Call Center Quality Assurance

Call center quality assurance should be the number one priority for all companies  that provide this service to their customers.

When thinking about quality  assurance in general, it’s always a good idea to consider the well-known golden  rule: do unto others as you would have  them do unto you.

As a customer, you have  probably had an unhappy encounter with what I think of as “phone mail hell,”  which is the excruciating experience of dealing with a synthesized computer  voice instructing you to push a variety of buttons and/or speak your responses  (usually several times) to get the desired (or any!) result.

There are many systems  available today that are designed to monitor call times, number of call  responses, etc. These systems are created by well-intentioned individuals and  companies for the purpose of monitoring and potentially improving Call center quality assurance procedures.

To that end, they track and  maintain a variety of statistics that can be analyzed and used to make call  center procedures more efficient and effective. Without detailing the features  of these systems, they probably all have some merit.

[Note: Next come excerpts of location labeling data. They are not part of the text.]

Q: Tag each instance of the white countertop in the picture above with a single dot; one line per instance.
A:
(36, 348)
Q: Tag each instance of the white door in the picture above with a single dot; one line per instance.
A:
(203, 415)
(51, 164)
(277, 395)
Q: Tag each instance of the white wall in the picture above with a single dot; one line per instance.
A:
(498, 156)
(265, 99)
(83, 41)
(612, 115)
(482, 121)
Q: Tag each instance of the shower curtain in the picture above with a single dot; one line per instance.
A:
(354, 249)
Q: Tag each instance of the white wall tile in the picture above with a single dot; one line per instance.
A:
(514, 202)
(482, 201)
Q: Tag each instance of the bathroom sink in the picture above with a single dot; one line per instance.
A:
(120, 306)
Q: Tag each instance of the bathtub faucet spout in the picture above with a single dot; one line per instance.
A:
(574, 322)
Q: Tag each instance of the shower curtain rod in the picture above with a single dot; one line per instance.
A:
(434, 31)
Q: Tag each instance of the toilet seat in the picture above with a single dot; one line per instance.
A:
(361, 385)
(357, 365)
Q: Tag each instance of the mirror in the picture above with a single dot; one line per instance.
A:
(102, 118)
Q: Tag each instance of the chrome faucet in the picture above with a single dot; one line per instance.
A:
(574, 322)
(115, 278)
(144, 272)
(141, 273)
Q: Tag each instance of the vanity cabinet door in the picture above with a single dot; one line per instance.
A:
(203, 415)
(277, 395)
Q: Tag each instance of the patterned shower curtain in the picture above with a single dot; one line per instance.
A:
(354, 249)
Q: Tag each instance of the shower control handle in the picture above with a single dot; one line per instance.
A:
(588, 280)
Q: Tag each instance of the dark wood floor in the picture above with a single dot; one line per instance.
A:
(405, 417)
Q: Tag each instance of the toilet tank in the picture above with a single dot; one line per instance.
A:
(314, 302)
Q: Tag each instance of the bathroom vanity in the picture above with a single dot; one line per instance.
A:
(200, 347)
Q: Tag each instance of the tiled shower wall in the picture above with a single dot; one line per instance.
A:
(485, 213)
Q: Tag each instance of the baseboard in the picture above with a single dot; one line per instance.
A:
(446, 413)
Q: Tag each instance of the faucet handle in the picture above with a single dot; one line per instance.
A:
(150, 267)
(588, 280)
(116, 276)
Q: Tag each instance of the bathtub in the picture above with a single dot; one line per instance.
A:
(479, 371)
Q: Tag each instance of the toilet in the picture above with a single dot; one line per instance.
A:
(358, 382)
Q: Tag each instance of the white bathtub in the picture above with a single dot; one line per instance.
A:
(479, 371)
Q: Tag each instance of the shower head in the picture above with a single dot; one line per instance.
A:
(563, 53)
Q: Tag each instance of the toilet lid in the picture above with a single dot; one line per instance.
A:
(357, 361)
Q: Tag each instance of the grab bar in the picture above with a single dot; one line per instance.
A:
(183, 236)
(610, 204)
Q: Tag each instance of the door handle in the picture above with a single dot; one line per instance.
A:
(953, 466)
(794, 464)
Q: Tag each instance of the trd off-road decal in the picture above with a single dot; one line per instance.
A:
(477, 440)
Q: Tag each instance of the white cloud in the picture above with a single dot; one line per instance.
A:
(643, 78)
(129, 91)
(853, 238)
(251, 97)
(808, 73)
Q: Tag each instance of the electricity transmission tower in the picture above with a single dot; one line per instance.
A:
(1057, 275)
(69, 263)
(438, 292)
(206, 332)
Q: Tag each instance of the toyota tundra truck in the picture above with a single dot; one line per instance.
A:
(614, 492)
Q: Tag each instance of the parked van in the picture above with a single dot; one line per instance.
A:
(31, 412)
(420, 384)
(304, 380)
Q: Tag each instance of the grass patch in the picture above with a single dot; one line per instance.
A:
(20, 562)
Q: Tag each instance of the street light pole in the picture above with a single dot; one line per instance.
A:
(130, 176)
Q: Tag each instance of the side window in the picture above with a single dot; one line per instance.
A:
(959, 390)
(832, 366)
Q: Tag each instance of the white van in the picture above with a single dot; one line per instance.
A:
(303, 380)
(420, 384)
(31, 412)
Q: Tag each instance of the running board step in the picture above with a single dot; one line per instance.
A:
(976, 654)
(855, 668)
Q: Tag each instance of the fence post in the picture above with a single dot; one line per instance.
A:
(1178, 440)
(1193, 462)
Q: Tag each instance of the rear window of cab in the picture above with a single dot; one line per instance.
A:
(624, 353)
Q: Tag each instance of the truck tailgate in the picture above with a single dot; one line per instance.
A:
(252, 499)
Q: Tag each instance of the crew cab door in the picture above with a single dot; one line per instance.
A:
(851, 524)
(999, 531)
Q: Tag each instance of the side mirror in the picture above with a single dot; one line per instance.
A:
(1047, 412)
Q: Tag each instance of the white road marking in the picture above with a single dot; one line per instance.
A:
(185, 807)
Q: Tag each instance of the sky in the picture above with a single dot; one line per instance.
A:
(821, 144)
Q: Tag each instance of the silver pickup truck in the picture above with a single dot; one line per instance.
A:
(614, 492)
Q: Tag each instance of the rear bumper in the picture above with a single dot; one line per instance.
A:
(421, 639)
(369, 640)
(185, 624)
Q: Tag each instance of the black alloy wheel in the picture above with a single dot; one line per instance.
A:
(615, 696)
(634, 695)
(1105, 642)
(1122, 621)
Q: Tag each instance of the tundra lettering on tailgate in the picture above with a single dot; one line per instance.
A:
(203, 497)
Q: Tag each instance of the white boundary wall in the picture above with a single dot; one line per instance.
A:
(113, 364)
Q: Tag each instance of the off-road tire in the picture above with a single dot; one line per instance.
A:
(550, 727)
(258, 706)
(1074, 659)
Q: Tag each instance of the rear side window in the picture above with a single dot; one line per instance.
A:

Automated system aside however, I believe  that the most important aspect of Call  center quality assurance is the focus on creating happy clients via  personal human contact.

Some of the automated “push  1 for this choice, push 2 for the other choice” systems can potentially be  replaced by a simple checklist/questioning strategy read by a real live human  being.  While I realize that for large  call centers that take thousands of calls per day, this may seem like an  impractical suggestion, the customer should at least be given the option to  speak to a person upon request.

Whatever the methodology  used, periodic customer surveys are also a good method of assessing the  effectiveness Call center quality  assurance procedures.  While  automated call systems will give you statistics on average wait times, duration  of calls, etc., surveys will give you a better idea of the customer’s  impression of your service, which ultimately may have a great impact on client  retention.

Here are some suggested categories for a survey:

The value of the  information received/relevance to job function

The courtesy and professionalism of the support staff.

The amount of  wait time and whether it was well used (i.e., “dead air”, music, or useful  recorded information provided?)

Follow-up/turnaround time for call backs

Those are just a few general  categories to get you started on Call center QA improvements. Notice that the questions are  subjective because they are meant to determine the customers mindset as opposed  to simply gathering facts and figures.   Ultimately, the decision to buy (or remain a customer) is based on  emotion, not facts.